NeurIPS 2020

BanditPAM: Almost Linear Time k-Medoids Clustering via Multi-Armed Bandits

Review 1

Summary and Contributions: This paper addresses how to use bandits to accelerate computation for the Partitioning Around Mediods algorithm (PAM). PAM is a heuristic to solve the k-mediods problem which is in general NP-Hard. The authors follow a line of work established by previous works they’ve cited whereby, objectives that are written as a sum can be subsampled and approximated. This can lead to exponential speedups if only log(n) samples need to be taken to sufficiently approximate the sum on average. This relies on statistical assumptions on the data which the authors validate empirically. The main contribution is the Bandit-PAM algorithm, a way of accelerating the PAM algorithm from O(n^2) to O(n\log(n)) when k is O(1). Additionally, the authors provide a fast implementation of their method which may be of independent value to practitioners.

Strengths: The paper is, for the most part, clear and well written. The introduction is cleanly done and well-motivated, and it is a nice idea in general. Bandit-PAM appears to be 3.2x faster in wall clock time, compared to past work. The algorithm is decently straightforward, and the statistical assumptions made on the data are well validated in the appendix.

Weaknesses: The empirical results are confusingly presented. Leading up to them, the authors discuss how their method is faster than others. However, in experiments, they do not provide a plot or a discussion of wall-clock time speedups. They do provide a comparison of the loss achieved compared to other methods, but they achieve the same loss as FAST-PAM. This leads the reader to believe that their method does not improve over baselines, when in fact the guarantee from their analysis seems to be that they can achieve the same loss as other methods but take much less time. If this is the story they wish to tell in this work, this needs to be made more prominent. Additionally, the paper does not feel entirely self-contained. Because I am familiar with other works cited in the related works, the reduction from \sum_i 1/\Delta_i^2 to an O(n/\log(n)) speedup is immediate to me. However, for readers not familiar with Bagaria et al., 2018 this is more mysterious and ought to be covered more thoroughly, if only by example, in the appendix of this result as well. The comparison to fast-PAM1 feels like a bait and switch since a fair bit of the main body mentions it, but then it is not included in experiments and barely covered in the appendix.

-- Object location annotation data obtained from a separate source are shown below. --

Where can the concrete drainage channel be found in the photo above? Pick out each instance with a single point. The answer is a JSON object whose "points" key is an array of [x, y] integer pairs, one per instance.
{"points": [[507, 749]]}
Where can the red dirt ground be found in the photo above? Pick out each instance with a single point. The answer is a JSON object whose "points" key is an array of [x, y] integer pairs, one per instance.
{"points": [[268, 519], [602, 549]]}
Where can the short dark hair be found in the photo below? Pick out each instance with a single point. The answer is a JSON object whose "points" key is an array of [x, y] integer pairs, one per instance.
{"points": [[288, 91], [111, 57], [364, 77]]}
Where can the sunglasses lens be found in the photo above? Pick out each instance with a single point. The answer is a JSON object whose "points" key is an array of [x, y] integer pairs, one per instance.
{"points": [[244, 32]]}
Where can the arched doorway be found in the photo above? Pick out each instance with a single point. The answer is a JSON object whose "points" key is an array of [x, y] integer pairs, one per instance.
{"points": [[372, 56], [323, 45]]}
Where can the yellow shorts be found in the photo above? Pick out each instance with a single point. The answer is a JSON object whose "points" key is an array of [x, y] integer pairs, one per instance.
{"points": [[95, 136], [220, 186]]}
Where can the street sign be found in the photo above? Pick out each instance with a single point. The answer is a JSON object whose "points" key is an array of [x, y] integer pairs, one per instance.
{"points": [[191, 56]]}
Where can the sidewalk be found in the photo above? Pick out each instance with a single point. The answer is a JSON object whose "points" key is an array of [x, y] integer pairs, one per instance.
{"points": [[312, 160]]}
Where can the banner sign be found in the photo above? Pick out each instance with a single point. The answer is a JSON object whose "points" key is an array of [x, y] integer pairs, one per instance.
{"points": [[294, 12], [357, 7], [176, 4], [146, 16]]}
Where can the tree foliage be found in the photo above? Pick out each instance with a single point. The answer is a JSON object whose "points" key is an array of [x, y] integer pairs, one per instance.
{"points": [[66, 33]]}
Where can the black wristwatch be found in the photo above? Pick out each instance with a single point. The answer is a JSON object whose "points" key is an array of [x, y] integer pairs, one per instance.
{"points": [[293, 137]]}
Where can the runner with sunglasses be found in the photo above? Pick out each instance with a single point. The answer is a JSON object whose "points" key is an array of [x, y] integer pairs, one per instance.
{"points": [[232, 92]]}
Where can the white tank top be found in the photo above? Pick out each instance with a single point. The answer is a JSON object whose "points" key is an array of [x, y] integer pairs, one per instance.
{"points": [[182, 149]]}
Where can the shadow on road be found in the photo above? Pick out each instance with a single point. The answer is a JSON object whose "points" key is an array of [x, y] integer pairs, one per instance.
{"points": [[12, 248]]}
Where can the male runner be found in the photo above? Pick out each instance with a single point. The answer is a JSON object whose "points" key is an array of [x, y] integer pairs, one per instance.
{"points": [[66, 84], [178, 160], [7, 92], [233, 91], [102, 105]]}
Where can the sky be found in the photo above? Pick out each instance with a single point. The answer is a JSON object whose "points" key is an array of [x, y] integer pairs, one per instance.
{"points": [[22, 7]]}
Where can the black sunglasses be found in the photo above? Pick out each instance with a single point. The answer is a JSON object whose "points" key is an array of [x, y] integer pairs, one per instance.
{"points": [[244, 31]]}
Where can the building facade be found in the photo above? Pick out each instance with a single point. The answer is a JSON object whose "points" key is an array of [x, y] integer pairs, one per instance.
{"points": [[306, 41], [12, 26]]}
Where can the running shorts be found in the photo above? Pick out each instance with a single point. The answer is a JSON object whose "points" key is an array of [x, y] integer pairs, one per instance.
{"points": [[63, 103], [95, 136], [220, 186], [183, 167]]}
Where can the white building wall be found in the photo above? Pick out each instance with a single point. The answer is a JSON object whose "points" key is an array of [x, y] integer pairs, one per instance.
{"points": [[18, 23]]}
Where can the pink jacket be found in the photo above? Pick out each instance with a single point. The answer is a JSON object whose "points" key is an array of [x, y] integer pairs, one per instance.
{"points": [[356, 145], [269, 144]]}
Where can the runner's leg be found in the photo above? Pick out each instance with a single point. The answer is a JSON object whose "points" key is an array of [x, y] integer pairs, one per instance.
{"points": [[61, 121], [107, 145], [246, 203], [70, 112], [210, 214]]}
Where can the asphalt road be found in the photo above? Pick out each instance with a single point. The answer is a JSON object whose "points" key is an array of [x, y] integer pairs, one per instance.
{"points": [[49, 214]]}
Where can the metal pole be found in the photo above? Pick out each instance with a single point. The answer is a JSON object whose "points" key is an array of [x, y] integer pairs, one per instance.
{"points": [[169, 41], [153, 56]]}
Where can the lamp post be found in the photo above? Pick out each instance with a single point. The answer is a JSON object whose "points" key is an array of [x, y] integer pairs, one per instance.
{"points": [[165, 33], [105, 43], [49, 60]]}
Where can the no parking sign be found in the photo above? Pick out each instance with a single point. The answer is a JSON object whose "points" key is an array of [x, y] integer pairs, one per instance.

Correctness: The theoretical guarantees all seem correct after a quick glance through the proof of Theorem 2, though the connection between Theorem 2 and Theorem 1 could be clearer. Additionally, in line 171, the authors state that their method is an adaptation of the standard UCB algorithm. This is not correct. In fact, their method as written is an adaptation of successive elimination instead by Even-Dar et al., 2002.

Clarity: As discussed in the weaknesses, the discussion around the results section could be much clearer. FAST-PAM1 also should be explained more carefully. Readers familiar with related work may be surprised to not see any analysis of the dimension of vectors d in this work, and the fact that the authors assume distances can be computed in O(1) time rather than O(d). Certainly, the ideas are not specific to subsampling distances, but it is worth stating this explicitly for the reader. Additionally, the dispersion parameter \simga_x is referenced before it is defined. I thought the experiments were well done and interesting. I would encourage the authors to include an additional supplementary experiment section in the appendix to include further details that cannot fit in the main body. In particular, the MOOC example seemed cool, but was not covered too thoroughly. One question in this vein I had: how were the confidence intervals computed? They seem very tight given than only 10 repetitions were performed.

Relation to Prior Work: This work follows a line of works established By Bagaria et al. using statistical tools to convert computational tasks into estimation problems. Intuitively, the idea makes a lot of sense. Often to show that a point is far away or in some way suboptimal, it is not necessary to learn a distance/an objective to high accuracy. Therefore, one can simply subsample the sum. I did not explicitly check, but I trust that this optimization does not immediately follow from previous, more general ones written, such as those in “Adaptive Monte Carlo Optimization” by Bagaria et al.

Reproducibility: Yes

Additional Feedback: - If a bound on the distances is known, the estimation of sigma_x can be avoided entirely by using a bound such as the empirical Bernstein inequality. This is likely the more statistically correct tool than first estimating the deviations and then plugging in. - Additionally, if you prefer not to make these statistical assumptions in the first place, you could use a method such as “Best of both worlds: stochastic and adversarial best-arm identification” by Abbasi-Yadkori et al which allows for adaptive speedups with fewer assumptions than those made herein. - Legends in Figures 1 and 2 are very hard to read.

Review 2

Summary and Contributions: In the k-medoids clustering problem, given a set [n] of points, the goal is to find a subset S of [n] such that the sum of the minimum distance of points in [n] to S is minimized. That is, finding S \subset [n] that minimizes \sum_{i \in [n]} min_{j \in S} d(i,j). A commonly used heuristic for finding such a set is PAM which has a greedy initialization phase (to find an initial set S) and a swap phase (to improve the set S). The initialization phase and each step of the swap phase needs to evaluate kn^2 distances --- this is improved to n^2 in other methods. The goal of this paper is to improve the number of needed distances in each step to n log(n). The proposed method is to consider a loss \mu(x) for each point x that can be added in the initialization phase and a loss \mu(x,y) each pair (x,y) that can be swaped where x \in S and y \notin S. Then the goal is to estimate the value of \mu(x) and \mu(x,y)'s and pick the best. The proposed method to solve this problem is the upper confidence bound (UCB) algorithm which needs O(n log(n)) distance evaluations to find the best point or pair in each step with a probability of 1-(2/n). In the experiments, the proposed method is compared to classical methods in terms of final loss (i.e., the clustering cost), and the number of used distances.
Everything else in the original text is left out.